As many of you know, last winter we lost our largest funder due to the Bernard Madoff scandal. Fortunately, many of you stepped forward to fill the void and since then CJA has emerged stronger than ever. Because of your generosity, we have been able to add three new full-time staff positions including one attorney and an investigator. We are deeply grateful to you for standing with us both personally and financially.

CJA is now representing more torture survivors and family members of the disappeared than ever before. We have significantly increased our docket of human rights cases and investigations and are currently working with over 150 survivors of abuse from more than twenty countries. We have active cases against over forty individuals charged with serious human rights abuses.

We have also expanded our program to include high profile international justice initiatives. As part of the prosecution team, CJA prepared two expert witnesses and briefed numerous legal issues to help secure the conviction of former Peruvian President Alberto Fujimori for human rights crimes. And, we are currently assisting in the Ecuadoran Truth Commission’s final report. We also continue to aid prosecutors on the ground in Peru and Argentina to develop in-country human rights cases.

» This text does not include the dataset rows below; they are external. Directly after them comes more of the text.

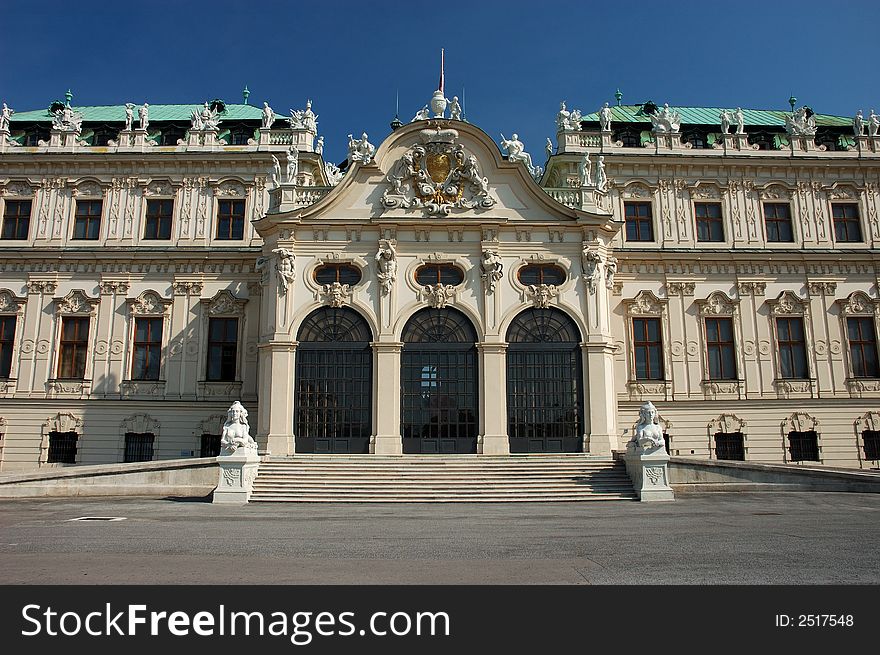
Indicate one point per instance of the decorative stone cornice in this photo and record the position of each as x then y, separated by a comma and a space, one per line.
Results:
149, 303
800, 422
224, 304
727, 423
789, 304
717, 304
645, 304
858, 303
76, 303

This October, we held our first client conference which brought together CJA clients from around the world to provide their perspectives on international justice and to share their experiences as survivors of torture, crimes against humanity and other abuses. We also led a delegation of clients and supporters to El Salvador to commemorate the 20th Anniversary of the Jesuits Massacre and to meet with government officials to seek support for CJA’s litigation against the perpetrators.

We have achieved extraordinary victories this year. The U.S. Court of Appeals for the Sixth Circuit upheld our $6 million verdict against El Salvador’s most notorious war criminal, Colonel Nicholas Carranza. A few states away, the Fourth Circuit Court of Appeals reinstated CJA’s case against General Samantar, the only existing accountability effort for human rights abuses committed under the brutal Siad
Barre regime in Somalia. This remarkable reversal represented a decisive moment in CJA’s efforts to ensure that U.S. courts remain open to suits against individual human rights abusers who seek safe haven in the United States.

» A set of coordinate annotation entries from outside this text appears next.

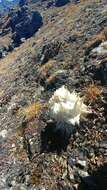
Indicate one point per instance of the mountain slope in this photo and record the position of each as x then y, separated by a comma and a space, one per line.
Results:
5, 5
34, 154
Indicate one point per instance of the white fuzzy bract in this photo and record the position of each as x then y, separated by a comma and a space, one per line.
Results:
66, 106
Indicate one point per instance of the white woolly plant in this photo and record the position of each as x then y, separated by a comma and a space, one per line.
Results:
67, 107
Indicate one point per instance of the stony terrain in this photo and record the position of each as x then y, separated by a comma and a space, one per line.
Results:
70, 49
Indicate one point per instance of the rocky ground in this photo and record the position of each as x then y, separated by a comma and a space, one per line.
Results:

Today, for the first time in our history, we are defending a case before the U.S. Supreme Court. Unfortunately the victory against former Somali General Ali Samantar was short lived. In September the Supreme Court granted General Samantar’s appeal and agreed to decide whether former government officials can be allowed individually to assert sovereign immunity. The fact that the Supreme Court accepted Yousuf v. Samantar for review presents a tremendous challenge for CJA and the entire human rights community. If the case is reversed, our five Somali clients – all survivors of torture and crimes against humanity – will not have their day in court and General Samantar will be able to live comfortably in Northern Virginia without consequence. This case is also emblematic of the increasing stakes for universal jurisdiction human rights cases in the United States and overseas.

CJA faces increasingly sophisticated and aggressive opposition to our cases and we expect this trend to continue. To investigate and file a case, CJA must now devote an average of $90,000 in expenses and 2,000 attorney hours. CJA does not benefit financially from the judgments we win – our clients do – and the statutes we use do not entitle us to collect attorneys’ fees.

Help us meet the Supreme Court Challenge and Continue Our Work!

For every dollar you contribute, CJA delivers four dollars in value because of our network of pro bono attorneys, investigators and researchers.

We hope you will consider making a generous year-end investment in CJA. Click here to make a donation. Your tax-deductible contribution will help us pursue human rights abusers in national courts where governments and tribunals have failed to do so. It will help us to heal and empower people who have survived torture and break the silence that enables abusers to live with impunity.

Best wishes to you for a meaningful holiday season and a new year full of promise. Thank you for your continuing partnership in our work.